Setting impulse_response=True flips the treatment sequences for each \(h\) to \(d_{1:h} = (1, 0, \ldots, 0)\) versus \(d'_{1:h} = (0, \ldots, 0)\). This measures the effect of a one-period treatment shock at increasing horizons, much like an impulse response function in time series. It is particularly useful for studying how a transient policy intervention propagates through the system over time.

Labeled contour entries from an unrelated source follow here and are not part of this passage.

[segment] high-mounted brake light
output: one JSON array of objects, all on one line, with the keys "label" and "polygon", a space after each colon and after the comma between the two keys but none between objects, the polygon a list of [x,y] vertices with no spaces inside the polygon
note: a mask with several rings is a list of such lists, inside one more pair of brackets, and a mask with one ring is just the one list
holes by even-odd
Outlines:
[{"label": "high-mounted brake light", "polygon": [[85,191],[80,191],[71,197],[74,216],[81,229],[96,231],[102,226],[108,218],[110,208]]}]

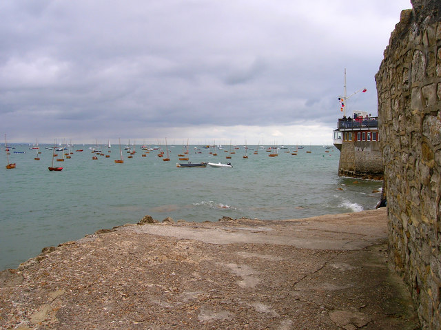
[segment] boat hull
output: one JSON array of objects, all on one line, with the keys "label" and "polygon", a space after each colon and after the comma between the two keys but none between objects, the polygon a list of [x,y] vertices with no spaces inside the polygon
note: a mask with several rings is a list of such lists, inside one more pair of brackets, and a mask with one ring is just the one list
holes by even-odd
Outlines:
[{"label": "boat hull", "polygon": [[207,163],[178,163],[176,167],[206,167]]},{"label": "boat hull", "polygon": [[223,164],[222,163],[208,163],[209,166],[211,167],[232,167],[231,164]]}]

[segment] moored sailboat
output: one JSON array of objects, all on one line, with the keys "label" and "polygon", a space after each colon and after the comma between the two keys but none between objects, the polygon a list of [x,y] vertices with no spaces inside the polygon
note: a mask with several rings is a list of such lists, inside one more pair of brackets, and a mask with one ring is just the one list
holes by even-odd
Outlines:
[{"label": "moored sailboat", "polygon": [[167,158],[163,158],[163,161],[165,162],[170,162],[170,157],[168,153],[168,146],[167,145],[167,138],[165,138],[165,152],[167,152]]},{"label": "moored sailboat", "polygon": [[115,163],[116,164],[122,164],[124,163],[124,161],[123,160],[123,150],[121,149],[121,139],[119,138],[119,156],[120,158],[119,159],[115,159]]},{"label": "moored sailboat", "polygon": [[52,165],[48,167],[48,169],[50,171],[62,171],[63,170],[63,167],[54,167],[54,158],[56,157],[56,154],[55,154],[55,149],[57,149],[56,145],[54,145],[54,147],[52,148]]},{"label": "moored sailboat", "polygon": [[8,169],[15,168],[15,163],[9,163],[9,149],[8,148],[8,142],[6,142],[6,134],[5,134],[5,150],[6,152],[6,168]]}]

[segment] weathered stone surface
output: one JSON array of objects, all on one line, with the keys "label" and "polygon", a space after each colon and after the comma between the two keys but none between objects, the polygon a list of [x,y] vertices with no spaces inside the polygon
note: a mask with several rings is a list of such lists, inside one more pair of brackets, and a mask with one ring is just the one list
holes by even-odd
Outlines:
[{"label": "weathered stone surface", "polygon": [[389,259],[411,287],[423,328],[438,329],[441,276],[432,260],[441,260],[441,2],[411,3],[376,76]]},{"label": "weathered stone surface", "polygon": [[158,223],[159,221],[154,220],[152,216],[145,216],[138,222],[138,225],[144,225],[145,223]]},{"label": "weathered stone surface", "polygon": [[381,209],[121,226],[0,272],[0,329],[414,330],[387,225]]}]

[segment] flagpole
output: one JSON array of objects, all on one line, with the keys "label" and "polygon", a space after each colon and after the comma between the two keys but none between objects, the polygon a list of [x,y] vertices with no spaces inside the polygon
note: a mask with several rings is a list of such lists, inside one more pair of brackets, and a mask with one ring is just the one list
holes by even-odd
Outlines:
[{"label": "flagpole", "polygon": [[343,102],[345,102],[345,106],[343,107],[343,116],[346,116],[346,108],[347,107],[347,103],[346,99],[347,97],[347,92],[346,92],[346,68],[345,68],[345,94],[343,95]]},{"label": "flagpole", "polygon": [[343,116],[346,116],[346,108],[347,107],[347,100],[348,99],[349,99],[351,96],[355,95],[356,94],[357,94],[359,92],[362,92],[363,93],[365,93],[367,90],[366,90],[366,88],[361,88],[360,90],[358,90],[357,92],[354,92],[353,93],[352,93],[351,95],[349,95],[349,96],[347,96],[347,92],[346,90],[346,68],[345,68],[345,85],[344,87],[344,91],[345,91],[345,94],[343,95],[343,96],[340,96],[338,98],[338,101],[340,101],[341,103],[341,111],[343,112]]}]

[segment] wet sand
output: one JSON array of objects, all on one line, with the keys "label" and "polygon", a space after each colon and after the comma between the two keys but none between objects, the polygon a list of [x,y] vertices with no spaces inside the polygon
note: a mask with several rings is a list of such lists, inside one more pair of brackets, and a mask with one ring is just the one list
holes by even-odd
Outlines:
[{"label": "wet sand", "polygon": [[101,230],[0,273],[1,329],[413,329],[385,209]]}]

Heterogeneous effects across periods#

The final_periods option estimates treatment effects at multiple final time points, holding the treatment histories fixed. This reveals whether the same treatment sequence produces different outcomes at different calendar times, which could reflect time-varying confounders, cohort effects, or secular trends.

Note

For formal proofs, the connection to marginal structural models, detailed comparisons with local projections and DiD, and extensive Monte Carlo evidence, see the full paper by Viviano and Bradic (2026).